I have found that Spoon Theory applies to most illnesses. When I had pneumonia, I felt like I only had between 2-4 spoons each day. Just going eating lunch and then going to the bathroom was so exhausting that I couldn’t do anything else but lay there and sleep. You could easily apply this to the flu to understand Spoon Theory for yourself, especially if you’ve never had a chronic illness. I don’t have lupus, but I do have chronic illnesses.
The great thing about Spoon Theory is that it adapts to anything that encompasses limited energy. It even can be applied to mental illness. I have anxiety and for each activity that stresses me out, I lose a spoon. Once I run out of spoons, I can’t handle anymore stress. A panic attack is a more than a spoonful of energy.
I have a chronic illness currently that does expend a lot of energy. I’ve been effectively on my period for almost six months. Yes, I’ve been to the doctor and I have an appointment with a new doctor after Christmas. Some days are worst than others… like last week when I was stuck in the bathroom at work because I was bleeding through tampons, pads, and clothing within minutes. This is called Menorrhagia. This causes anemia which makes you feel tired and weak due to a lack of oxygen that red blood cells carry. I’m also hypoglycemic which is low blood sugar (not to be confused with diabetes). I get really tired and I run out of spoons.
Today I’m considering how to spend my spoons. I’m tired and nauseous and I have a lot to do. My mom is coming next week for Christmas and for the past few weeks my spoons have been limited. I need to clean, organize, move things to storage, etc. The hard thing is not knowing how many spoons you have. I don’t have an energy meter above my head that I can look at. All I can do is estimate how much energy I have based off how tired I feel. It’s daunting to look at all this work that I need to do while feeling this way. I almost feel like it’s not worth expending the spoons… but it needs to be done. Thankfully, I have my husband to help out.
It’s even harder when I’m at work, especially when there’s a training class. I have to stand for eight hours in front of a class. If I was in training right now, I’d be spending one spoon every 10 minutes for being tried and another spoon for the anxiety. Add another spoon for talking, another for thinking up analogies on the spot, and another for being extra animated to keep training fun. Lets add more spoons for having to dig up products from the cabinet and spoons for setting up demonstrations. Conducting a training class uses a heck of a lot of spoons and it’s why I’m so exhausted when I get home. If any of my chronic illnesses are flaring up, I may not have enough spoons to get through the day.
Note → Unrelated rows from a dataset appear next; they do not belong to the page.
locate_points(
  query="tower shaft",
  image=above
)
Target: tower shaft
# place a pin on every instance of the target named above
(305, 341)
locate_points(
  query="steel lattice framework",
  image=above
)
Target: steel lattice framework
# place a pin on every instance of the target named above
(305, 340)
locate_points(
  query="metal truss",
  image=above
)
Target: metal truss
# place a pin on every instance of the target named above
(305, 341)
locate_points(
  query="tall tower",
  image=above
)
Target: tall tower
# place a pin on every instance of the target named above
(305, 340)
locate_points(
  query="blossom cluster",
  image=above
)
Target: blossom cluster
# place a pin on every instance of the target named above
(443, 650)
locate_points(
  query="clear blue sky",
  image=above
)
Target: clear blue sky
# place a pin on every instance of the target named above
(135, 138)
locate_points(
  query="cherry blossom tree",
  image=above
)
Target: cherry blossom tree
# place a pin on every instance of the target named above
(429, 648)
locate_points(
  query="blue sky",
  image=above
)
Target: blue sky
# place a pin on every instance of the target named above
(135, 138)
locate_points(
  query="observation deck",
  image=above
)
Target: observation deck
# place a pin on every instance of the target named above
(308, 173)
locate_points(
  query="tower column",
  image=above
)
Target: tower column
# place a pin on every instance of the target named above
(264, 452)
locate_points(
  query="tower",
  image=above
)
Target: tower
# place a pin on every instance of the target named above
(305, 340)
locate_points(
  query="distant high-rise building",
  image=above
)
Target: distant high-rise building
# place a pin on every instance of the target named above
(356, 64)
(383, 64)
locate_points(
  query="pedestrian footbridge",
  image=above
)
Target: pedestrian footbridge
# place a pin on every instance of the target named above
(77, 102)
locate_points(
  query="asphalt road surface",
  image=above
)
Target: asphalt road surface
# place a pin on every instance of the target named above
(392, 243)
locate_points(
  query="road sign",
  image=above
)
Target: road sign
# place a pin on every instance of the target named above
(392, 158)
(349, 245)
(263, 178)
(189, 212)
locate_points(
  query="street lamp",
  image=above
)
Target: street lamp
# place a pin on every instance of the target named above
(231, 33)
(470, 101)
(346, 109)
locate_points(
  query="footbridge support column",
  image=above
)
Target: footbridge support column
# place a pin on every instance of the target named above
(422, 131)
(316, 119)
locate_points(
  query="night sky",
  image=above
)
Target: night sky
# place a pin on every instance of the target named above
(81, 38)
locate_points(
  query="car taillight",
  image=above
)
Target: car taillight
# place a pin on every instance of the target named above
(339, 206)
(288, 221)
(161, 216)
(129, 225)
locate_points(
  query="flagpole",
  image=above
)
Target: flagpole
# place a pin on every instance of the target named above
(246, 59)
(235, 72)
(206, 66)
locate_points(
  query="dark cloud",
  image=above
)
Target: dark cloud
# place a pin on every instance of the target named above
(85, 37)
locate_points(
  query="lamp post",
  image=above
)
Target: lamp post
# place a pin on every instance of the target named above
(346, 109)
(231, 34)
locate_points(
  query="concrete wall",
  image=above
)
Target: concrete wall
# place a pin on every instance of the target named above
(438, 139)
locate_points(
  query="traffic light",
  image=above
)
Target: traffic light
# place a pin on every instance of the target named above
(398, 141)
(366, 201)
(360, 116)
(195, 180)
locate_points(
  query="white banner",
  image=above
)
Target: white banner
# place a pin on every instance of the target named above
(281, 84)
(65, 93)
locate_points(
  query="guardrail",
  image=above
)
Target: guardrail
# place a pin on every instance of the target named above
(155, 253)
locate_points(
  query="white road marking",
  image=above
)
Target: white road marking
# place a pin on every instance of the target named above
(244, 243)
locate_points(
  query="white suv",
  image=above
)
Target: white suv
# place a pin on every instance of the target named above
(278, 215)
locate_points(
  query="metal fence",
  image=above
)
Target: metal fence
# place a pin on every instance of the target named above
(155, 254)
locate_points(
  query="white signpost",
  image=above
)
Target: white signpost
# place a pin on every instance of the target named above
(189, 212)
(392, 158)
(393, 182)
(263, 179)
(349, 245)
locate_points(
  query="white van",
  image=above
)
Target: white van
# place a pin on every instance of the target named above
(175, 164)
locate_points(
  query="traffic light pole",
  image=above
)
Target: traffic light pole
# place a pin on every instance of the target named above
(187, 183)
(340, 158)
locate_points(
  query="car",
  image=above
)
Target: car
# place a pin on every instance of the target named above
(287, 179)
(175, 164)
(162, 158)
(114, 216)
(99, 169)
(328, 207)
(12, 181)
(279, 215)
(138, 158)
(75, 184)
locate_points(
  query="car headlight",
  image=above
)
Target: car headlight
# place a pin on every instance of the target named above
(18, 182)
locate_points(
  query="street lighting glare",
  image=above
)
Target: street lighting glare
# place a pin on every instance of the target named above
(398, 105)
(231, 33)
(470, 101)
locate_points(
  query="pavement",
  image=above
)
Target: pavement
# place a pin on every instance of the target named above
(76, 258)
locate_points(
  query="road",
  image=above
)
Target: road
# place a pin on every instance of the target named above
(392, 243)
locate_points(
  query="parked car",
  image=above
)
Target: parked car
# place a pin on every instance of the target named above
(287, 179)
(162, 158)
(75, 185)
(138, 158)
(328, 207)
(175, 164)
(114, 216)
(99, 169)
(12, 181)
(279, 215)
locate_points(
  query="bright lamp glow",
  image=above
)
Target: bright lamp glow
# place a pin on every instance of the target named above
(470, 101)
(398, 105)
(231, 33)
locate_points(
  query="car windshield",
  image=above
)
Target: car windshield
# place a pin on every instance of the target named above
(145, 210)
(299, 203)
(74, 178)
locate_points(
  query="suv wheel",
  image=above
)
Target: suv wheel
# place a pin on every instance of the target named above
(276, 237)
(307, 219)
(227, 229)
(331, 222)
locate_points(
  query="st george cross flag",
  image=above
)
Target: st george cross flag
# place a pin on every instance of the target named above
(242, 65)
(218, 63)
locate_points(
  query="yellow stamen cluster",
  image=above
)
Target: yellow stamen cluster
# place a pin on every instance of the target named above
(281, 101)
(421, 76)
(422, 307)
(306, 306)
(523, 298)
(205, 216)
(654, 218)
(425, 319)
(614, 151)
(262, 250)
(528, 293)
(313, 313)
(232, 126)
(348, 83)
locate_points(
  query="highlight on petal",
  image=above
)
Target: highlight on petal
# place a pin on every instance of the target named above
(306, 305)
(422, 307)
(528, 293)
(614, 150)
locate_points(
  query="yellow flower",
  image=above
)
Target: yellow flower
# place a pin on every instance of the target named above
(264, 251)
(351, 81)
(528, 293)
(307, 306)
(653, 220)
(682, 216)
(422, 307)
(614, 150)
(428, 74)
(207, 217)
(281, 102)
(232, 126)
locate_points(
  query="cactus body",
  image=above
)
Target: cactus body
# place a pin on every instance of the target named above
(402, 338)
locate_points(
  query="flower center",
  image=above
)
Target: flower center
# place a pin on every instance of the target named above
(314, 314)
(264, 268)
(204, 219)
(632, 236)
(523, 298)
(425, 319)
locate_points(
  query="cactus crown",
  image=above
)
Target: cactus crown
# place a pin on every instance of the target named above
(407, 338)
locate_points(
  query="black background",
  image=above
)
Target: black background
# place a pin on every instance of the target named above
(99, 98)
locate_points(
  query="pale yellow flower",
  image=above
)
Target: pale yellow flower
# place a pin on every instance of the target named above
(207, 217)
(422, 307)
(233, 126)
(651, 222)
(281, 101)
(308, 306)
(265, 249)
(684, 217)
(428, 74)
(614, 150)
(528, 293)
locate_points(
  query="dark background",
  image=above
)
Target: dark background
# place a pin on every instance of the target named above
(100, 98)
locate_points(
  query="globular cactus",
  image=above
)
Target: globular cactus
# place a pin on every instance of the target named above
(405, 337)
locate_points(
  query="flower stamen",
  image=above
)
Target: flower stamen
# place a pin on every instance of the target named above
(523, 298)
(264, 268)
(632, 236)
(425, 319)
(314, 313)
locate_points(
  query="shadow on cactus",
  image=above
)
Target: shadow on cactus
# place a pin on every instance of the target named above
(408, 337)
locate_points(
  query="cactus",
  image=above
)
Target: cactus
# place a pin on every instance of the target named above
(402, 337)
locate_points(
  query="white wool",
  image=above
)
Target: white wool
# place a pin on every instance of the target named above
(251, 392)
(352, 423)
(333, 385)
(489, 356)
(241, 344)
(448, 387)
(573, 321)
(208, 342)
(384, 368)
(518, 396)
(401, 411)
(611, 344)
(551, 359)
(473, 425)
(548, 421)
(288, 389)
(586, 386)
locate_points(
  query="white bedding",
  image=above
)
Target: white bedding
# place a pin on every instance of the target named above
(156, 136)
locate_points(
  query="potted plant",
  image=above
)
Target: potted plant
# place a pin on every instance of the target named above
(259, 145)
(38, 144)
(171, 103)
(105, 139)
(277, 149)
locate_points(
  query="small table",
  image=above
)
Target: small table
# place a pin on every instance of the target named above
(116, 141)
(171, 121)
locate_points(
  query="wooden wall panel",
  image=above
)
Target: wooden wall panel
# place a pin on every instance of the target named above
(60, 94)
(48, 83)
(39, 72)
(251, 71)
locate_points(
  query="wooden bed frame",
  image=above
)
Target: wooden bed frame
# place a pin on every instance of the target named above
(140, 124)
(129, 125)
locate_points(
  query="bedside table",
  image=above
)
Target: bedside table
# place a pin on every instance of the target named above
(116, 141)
If I run out of spoons before the work day is over, I might end up sitting down and finding it hard to think clearly. I might not do the demonstrations and put them off for another day. When it’s bad enough, I might go home sick. If I run out of spoons and try to push on, things like being stuck in the bathroom with uncontrollable bleeding happens. Sugar crashes happen which can lead to coma and death. Running out of spoons means running out the excess energy, but we always have a spoon or two that is solely dedicated to minimum function – like the energy to go home and get in bed when you need more spoons.